Alicia cerró la puerta, en el fondo siempre supo que nadie llegaría, nadie celebraría ni se despediría. Alicia cerró la puerta y pensó en Rebeca.
Obscurecía o oscurecía, las campanadas ya no sonaban. Alicia miró el pastillero de Rebeca, como una niña puso atención sobre cada uno de los caramelos quienes amistosos y suicidas se posaban en los pequeños compartimentos de un objeto de plástico cristal. Volvió al living, saco cuentas nuevamente, pensó en la muerte otra vez, acarició el ataúd como la caricia de una araña sobre la piel. Suena el citófono y Alicia no sabe si contestar, se deja caer sobre un sillón y una lágrima zigzaguea sobre su rostro, cuando contesta ya no hay nadie, Alicia mira por el ojo mágico, afuera solo queda el color de la calle.

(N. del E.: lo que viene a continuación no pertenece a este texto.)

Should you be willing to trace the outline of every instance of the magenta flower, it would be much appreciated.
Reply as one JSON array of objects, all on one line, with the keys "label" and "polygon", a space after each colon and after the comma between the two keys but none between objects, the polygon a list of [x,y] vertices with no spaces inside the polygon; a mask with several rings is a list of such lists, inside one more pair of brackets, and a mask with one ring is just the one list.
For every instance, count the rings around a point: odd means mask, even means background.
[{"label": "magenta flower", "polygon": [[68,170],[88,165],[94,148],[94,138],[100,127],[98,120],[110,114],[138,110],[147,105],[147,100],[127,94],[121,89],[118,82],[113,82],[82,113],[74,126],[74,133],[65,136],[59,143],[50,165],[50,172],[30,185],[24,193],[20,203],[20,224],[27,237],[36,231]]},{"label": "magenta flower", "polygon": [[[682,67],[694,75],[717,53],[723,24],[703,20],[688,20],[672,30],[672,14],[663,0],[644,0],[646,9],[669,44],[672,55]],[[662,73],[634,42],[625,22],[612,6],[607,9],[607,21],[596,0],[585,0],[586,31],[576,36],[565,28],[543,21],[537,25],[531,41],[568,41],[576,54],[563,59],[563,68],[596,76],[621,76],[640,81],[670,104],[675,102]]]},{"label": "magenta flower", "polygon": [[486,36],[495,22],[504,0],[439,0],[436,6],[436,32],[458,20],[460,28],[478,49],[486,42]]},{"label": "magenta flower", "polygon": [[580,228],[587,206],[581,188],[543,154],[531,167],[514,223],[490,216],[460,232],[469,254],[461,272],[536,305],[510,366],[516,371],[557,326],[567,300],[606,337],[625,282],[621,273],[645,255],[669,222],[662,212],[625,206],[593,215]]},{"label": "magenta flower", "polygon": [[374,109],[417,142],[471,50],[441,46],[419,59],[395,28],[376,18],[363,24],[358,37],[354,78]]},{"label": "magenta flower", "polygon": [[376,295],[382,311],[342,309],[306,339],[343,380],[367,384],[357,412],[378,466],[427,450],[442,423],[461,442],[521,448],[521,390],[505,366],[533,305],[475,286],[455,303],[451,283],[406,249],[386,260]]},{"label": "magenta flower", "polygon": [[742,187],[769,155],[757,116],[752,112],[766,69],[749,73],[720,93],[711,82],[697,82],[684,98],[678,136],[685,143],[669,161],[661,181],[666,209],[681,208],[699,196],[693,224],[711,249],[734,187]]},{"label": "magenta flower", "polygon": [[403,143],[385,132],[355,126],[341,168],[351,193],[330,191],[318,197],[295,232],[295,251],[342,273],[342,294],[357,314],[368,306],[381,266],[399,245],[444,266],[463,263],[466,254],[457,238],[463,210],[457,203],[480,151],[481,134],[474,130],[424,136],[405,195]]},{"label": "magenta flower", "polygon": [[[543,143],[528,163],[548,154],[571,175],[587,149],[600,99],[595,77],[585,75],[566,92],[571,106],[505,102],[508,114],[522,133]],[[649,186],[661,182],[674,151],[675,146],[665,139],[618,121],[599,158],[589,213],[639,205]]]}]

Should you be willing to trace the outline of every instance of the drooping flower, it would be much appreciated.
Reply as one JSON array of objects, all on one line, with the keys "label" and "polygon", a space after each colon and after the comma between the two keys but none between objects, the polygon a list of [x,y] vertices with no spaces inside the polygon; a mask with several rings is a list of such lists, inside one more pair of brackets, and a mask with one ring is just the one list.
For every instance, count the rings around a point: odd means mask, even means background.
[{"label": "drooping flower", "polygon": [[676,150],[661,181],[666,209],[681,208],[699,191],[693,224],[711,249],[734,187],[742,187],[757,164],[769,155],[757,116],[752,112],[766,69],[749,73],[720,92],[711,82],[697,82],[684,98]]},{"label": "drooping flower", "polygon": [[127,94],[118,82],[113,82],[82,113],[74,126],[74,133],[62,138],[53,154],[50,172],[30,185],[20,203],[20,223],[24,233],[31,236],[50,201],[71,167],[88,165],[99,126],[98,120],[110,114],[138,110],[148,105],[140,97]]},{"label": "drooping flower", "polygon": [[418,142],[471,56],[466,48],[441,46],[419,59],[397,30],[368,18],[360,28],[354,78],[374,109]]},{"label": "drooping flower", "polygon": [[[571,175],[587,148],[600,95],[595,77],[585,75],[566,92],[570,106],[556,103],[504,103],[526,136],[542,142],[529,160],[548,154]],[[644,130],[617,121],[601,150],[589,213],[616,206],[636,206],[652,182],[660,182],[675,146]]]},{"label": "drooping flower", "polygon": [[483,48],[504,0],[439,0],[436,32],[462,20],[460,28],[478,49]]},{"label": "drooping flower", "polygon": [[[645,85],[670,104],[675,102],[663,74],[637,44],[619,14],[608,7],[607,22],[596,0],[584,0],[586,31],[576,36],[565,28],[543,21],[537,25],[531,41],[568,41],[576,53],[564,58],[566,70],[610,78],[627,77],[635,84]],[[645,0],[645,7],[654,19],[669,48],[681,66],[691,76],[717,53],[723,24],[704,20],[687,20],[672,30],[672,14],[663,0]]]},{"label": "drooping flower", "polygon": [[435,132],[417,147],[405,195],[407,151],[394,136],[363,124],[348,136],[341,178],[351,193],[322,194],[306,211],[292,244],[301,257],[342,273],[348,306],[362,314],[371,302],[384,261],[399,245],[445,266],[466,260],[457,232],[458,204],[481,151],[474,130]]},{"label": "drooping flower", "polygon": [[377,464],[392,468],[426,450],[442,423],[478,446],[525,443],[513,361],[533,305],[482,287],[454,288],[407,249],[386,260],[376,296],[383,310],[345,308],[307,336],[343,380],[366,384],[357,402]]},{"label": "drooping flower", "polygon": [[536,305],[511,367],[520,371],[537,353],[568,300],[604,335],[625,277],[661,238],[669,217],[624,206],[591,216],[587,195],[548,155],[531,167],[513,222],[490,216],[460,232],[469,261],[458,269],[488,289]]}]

El ataúd esta sellado, Alicia aún puede recordar el pelo de Rebeca, el aroma de su ropa cuando llegaba del trabajo y se abrazaban como niñas, las madrugadas y los amaneceres
Le apenaba saber que nadie vendría, que pese a todo nadie se acordaba de Rebeca, miró las tazas sobre la mesa del comedor, se acercó a servirse un café, dudó sobre poner música mientras revolvía el azúcar. Se acercó al pastillero que estaba sobre el ataúd, cada píldora venía con una cruz incrustada, cada cápsula con un color artificial.
Del otro lado del ataúd Rebeca pensó en Alicia, en como su llanto se agitaba igual que el día de su nacimiento.